Q e A - Parece-me importante focar aqui, como uma das muitas alienações existentes, o modo como os homens põem à frente de tudo a sua carreira profissional, secundarizando todos os outros aspectos da vida. Não será esta, também, uma das nossas diferenças?

F. - Eu tenho uma carreira à minha frente e dou muito interesse ao aspecto profissional porque não quero ficar economicamente dependente seja de quem for e não abdicava do meu emprego nem para ter meninos, nem para ficar em casa a lavar tachos. Não é porque considere depreciativo, mas não o fazia. Aí coloca-se-me, de facto outro problema: se eu quiser ter um filho como é que vai ser? Por enquanto não sei!

I. - O ideal seria as mulheres terem hipótese de arranjarem empregos em part-time, principalmente quando há muitos miúdos pequenos.

Q e A - Mas não só as mulheres!


J. - Isso era perigoso. Ou as hipóteses existiam par ambos os sexos ou voltava tudo atrás.

Q e A- O risco que a Júlia aponta é real. A insatisfação e sensação de ausência de realização no trabalho fora de casa é comum a homens e a mulheres. O que aconteceria era que a mulher acabaria por ficar em casa da maneira como sempre ficou ou, então, seria uma privilegiada doutra maneira, a viver à custa do dinheiro ganho pelo homem e, nesse caso, a igualdade não teria nada a ver com aquela que nós propomos: repensar o mundo e agir sobre ele em conjunto.
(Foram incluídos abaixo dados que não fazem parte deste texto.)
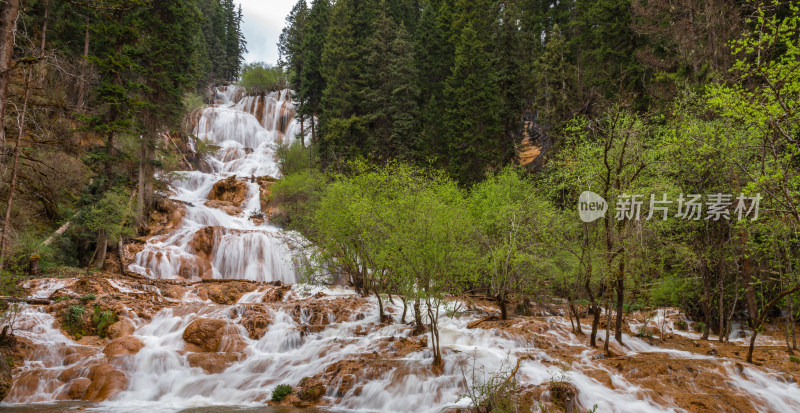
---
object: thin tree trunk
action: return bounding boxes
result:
[39,1,49,53]
[78,16,89,111]
[0,69,30,269]
[0,0,19,147]
[700,262,708,340]
[94,229,108,270]
[614,255,625,344]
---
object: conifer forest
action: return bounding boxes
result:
[0,0,800,413]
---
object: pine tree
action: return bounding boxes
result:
[296,0,331,143]
[444,22,504,182]
[320,0,377,162]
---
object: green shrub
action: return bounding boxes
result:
[61,305,86,338]
[694,321,706,333]
[276,140,312,176]
[92,306,118,337]
[272,384,292,402]
[239,62,289,95]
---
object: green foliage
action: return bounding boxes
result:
[92,306,119,338]
[272,384,292,402]
[80,188,134,242]
[275,140,313,176]
[81,294,97,302]
[61,305,86,338]
[239,62,288,95]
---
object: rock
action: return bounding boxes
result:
[183,318,226,352]
[66,377,92,400]
[107,318,136,340]
[208,176,247,207]
[205,200,242,217]
[186,352,244,374]
[176,251,214,280]
[83,364,128,402]
[145,197,186,237]
[189,227,223,261]
[103,336,144,360]
[297,377,326,402]
[0,360,14,401]
[240,309,270,340]
[203,281,258,305]
[550,381,580,412]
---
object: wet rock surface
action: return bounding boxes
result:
[208,176,247,207]
[0,277,800,412]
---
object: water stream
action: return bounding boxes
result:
[0,87,800,413]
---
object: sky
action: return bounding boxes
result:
[236,0,295,64]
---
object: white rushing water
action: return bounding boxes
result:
[130,86,300,283]
[0,87,800,412]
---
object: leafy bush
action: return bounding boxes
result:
[61,305,86,338]
[276,140,312,176]
[272,384,292,402]
[270,170,325,232]
[239,62,289,95]
[92,306,118,337]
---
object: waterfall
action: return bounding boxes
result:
[129,86,300,283]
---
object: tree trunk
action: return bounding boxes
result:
[412,299,425,335]
[614,255,625,344]
[700,263,708,340]
[372,283,386,323]
[77,17,89,111]
[0,0,19,147]
[496,293,508,320]
[39,1,49,54]
[0,67,30,269]
[94,229,108,270]
[717,260,727,343]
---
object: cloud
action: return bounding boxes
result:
[237,0,295,64]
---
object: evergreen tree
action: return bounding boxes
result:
[295,0,331,143]
[365,1,419,159]
[320,0,377,161]
[443,23,504,182]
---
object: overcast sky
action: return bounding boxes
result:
[236,0,296,64]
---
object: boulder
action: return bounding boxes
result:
[201,281,258,305]
[186,352,244,374]
[65,377,92,400]
[0,360,14,401]
[107,318,136,340]
[208,176,247,207]
[206,200,242,217]
[83,364,128,402]
[103,336,144,360]
[297,377,326,402]
[183,318,226,353]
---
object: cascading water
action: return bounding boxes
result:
[130,86,300,283]
[0,87,800,412]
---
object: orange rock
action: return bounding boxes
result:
[183,318,226,352]
[186,352,244,374]
[83,364,128,402]
[108,318,136,340]
[66,377,92,400]
[205,200,242,216]
[208,176,247,207]
[103,336,144,360]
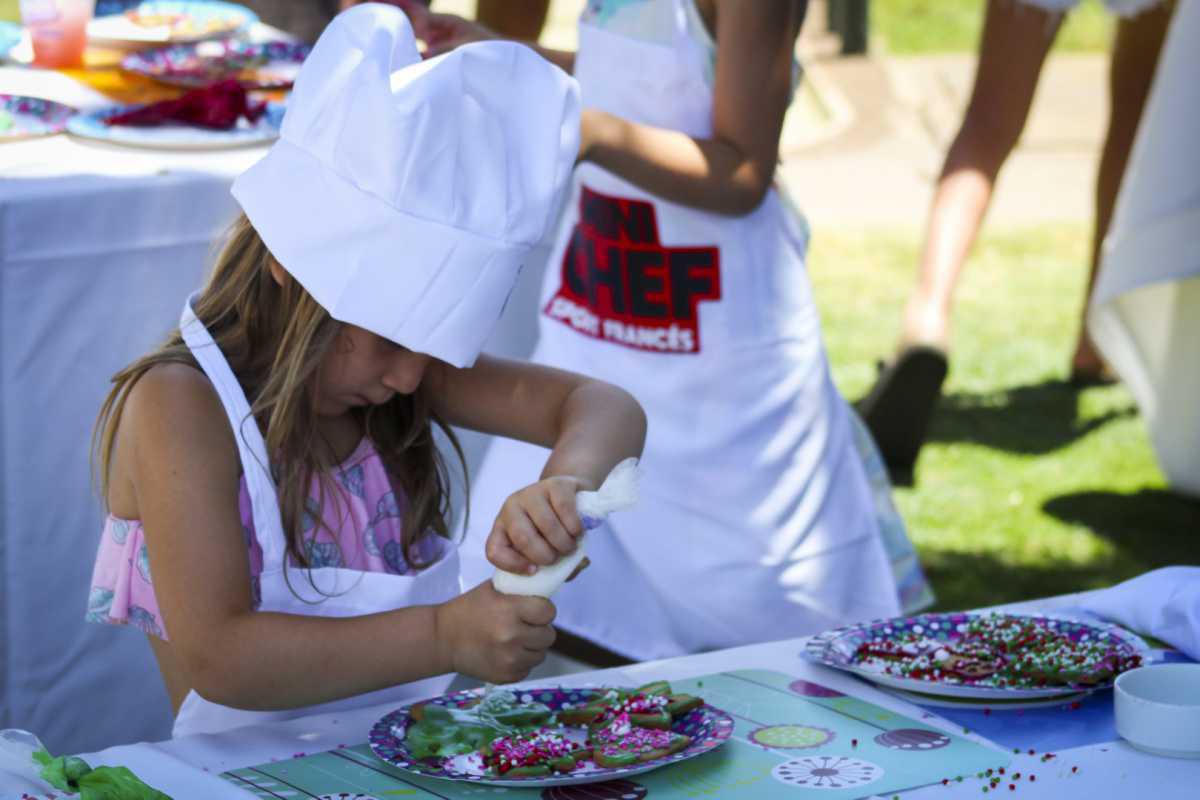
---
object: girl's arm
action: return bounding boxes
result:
[121,365,554,709]
[426,355,646,572]
[580,0,805,215]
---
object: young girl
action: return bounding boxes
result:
[89,5,644,735]
[406,0,929,660]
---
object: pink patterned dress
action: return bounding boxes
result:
[86,438,437,639]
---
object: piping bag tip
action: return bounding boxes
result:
[492,458,641,597]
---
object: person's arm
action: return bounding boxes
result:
[427,356,646,572]
[395,0,575,73]
[129,365,553,709]
[580,0,804,215]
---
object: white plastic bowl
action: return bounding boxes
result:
[1112,664,1200,758]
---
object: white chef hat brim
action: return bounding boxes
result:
[233,4,580,367]
[234,140,528,367]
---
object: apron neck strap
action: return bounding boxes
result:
[179,294,287,570]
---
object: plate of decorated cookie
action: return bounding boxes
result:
[805,612,1151,708]
[370,681,733,788]
[121,38,312,89]
[88,0,258,48]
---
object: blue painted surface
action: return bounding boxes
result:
[929,650,1192,753]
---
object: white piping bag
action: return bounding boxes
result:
[492,458,638,597]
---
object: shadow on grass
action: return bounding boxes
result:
[920,489,1200,610]
[928,380,1136,455]
[1042,489,1200,546]
[920,547,1185,610]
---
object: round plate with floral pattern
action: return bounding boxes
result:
[0,95,76,142]
[804,612,1151,708]
[370,686,733,788]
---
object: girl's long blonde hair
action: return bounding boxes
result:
[92,215,467,567]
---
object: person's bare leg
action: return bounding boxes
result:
[475,0,550,42]
[1070,2,1175,380]
[901,0,1062,349]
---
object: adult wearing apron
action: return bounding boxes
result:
[410,0,929,660]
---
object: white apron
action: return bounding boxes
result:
[172,296,461,736]
[463,0,900,660]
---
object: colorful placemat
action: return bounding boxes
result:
[222,670,1010,800]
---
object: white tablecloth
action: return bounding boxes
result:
[63,604,1200,800]
[1088,0,1200,497]
[0,67,274,751]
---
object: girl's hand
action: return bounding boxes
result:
[485,475,585,575]
[434,581,556,684]
[394,0,500,59]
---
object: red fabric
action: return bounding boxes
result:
[104,79,266,131]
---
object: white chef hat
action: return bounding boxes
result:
[233,4,580,367]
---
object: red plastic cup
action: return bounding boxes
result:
[20,0,96,68]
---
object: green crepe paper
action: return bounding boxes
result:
[34,750,170,800]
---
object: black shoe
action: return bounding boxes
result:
[856,344,949,474]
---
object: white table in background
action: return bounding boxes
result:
[0,67,265,750]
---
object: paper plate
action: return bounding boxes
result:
[121,40,312,89]
[0,95,76,142]
[67,103,284,150]
[804,612,1151,706]
[88,0,258,47]
[370,686,733,788]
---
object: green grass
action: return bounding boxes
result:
[869,0,1112,54]
[810,224,1200,608]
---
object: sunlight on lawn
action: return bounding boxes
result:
[810,224,1200,608]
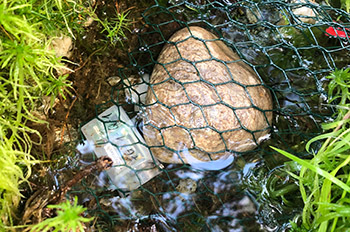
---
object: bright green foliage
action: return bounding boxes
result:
[274,70,350,232]
[31,197,93,232]
[95,11,130,45]
[327,69,350,121]
[0,0,87,230]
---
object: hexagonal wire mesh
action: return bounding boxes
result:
[73,0,350,231]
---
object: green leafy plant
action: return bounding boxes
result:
[0,0,88,230]
[95,11,131,46]
[30,197,93,232]
[273,70,350,232]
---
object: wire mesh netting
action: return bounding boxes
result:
[73,0,350,231]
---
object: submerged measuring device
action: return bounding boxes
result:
[81,106,163,191]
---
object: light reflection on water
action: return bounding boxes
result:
[72,1,350,231]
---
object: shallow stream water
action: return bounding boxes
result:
[28,0,350,231]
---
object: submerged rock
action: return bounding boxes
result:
[144,26,272,163]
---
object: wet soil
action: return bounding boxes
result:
[23,0,348,231]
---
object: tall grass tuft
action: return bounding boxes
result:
[273,70,350,232]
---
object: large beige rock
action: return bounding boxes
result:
[144,27,272,163]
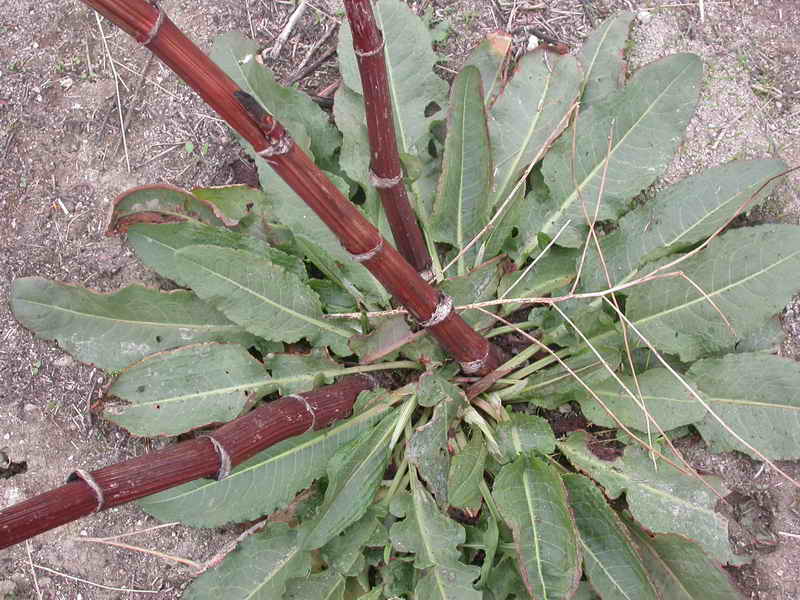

F. - A verdade é que não podemos dissociar, por enquanto, uma situação que é real doutra que o não é, porque se alguém aceita ficar em casa esse al¬guém é a mulher, não há dúvida! O que se passa com os homens é que, mesmo que não se sintam realizados no emprego, não admitem uma hipótese dessas, porque isso implicaria outro padrão.

(Continua)

6 comentários:

  1. Que bonito este quadro. Serão as mulheres com o mundo às costas? Só o Adão pode responder.

    ResponderEliminar
  2. Augusta Clara, acho que esta entrevista tem muito interesse - e não só para os arqueólogos, pois quer as perguntas, quer as respostas, revelam posições que, na maior parte dos casos, ainda hoje seriam muito correctas e adequadas. E já lá vão 36 anos! Parabéns, foi uma excelente ideia.

    ResponderEliminar
  3. Tens razão, Carlos. Com excepção do problema do aborto, que teve uma solução, os outros aspectos, passados estes anos todos, não evoluiram assim tanto como seria de esperar e desejar. E se referirmos aqui o problema da violência doméstica - de que não se falava tanto na altura, é certo porque estava escondida -, não sei se certos comportamentos não sofreram alguma regressão.

    ResponderEliminar
  4. É realmente impressionante a actualidade do texto, apesar da entrevista ter sido realizada há tantos anos.Persistem os problemas. E a meu ver, o egoísmo está sempre na base e é o responsável pela destruição das relações humanas, sejam elas de amizade, de amor, de trabalho...
    Temos de aprender e ensinar a " put yourself on the other side".
    Quanto à escolha dos quadros como ilustrações , o Carlos Loures é espetacular!
    Já nem me lembrava do quadro do meu irmão que ilustrou o meu texto " na outra margem " . Até me comovi com a escolha.

    ResponderEliminar
  5. São todos tão bonitos, Eva. Sinto-me uma privilegiada com estas ilustrações. Vai daqui um beijinho para o Adão.E, quanto ao que tu dizes, é verdade mesmo: é triste ver os tempos passarem e as relações humanas pouco mudarem no sentido dum maior companheirismo seja a que nível for. Um beijinho para ti.